For the year ended December 31, 2014, revenue of $154.5 million was 17% higher than last year, and earnings before interest, taxes, depreciation and amortization (EBITDA) of $41.6 million was 25% year-over-year, both of which the company attributed to the new big market stations acquired from Bell last March.

Year to date profit of $11.2 million was $15.8 million lower than 2013, due primarily to a non-cash impairment charge of $5.7 million and a mark-to-market write-down of marketable securities of $0.8 million, as well as acquisition-related costs of $8.9 million.  In addition, last year the company benefited from a $3.8 million gain on the disposal of its operations in Fort McMurray and an income tax provision reduction of $5.3 million.

For the fourth quarter, revenue grew 25% to $44.4 million from $35.6 million in the same period of 2013, EBITDA increased by 45% to $14.9 million from $10.3 million, and profits tumbled from $10.3 million to $2.6 million.

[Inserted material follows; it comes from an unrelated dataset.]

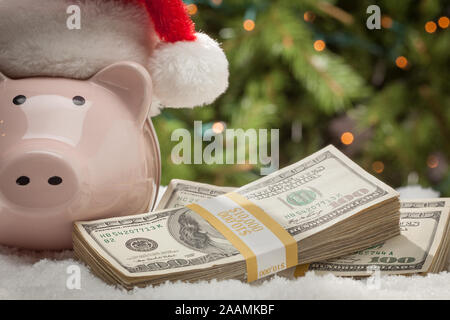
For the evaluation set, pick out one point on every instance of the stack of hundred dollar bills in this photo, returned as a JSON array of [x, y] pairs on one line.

"The acquisition of stations in Toronto and Vancouver helped the Company to realize double-digit growth in revenue and EBITDA this year", said president and CEO Rob Steele, in a statement.  "Throughout 2014, national advertising revenue has been below our expectations and this has caused a modest decline in organic revenue.  In 2014 we also faced increased competition and we re-branded certain stations which are taking time to gain audience share.  Ratings results in late 2014 had many of our radio stations ranked within the top three in their respective markets which should contribute to solid revenue in 2015."

Newfoundland Capital Corporation holds 95 radio licences across Canada.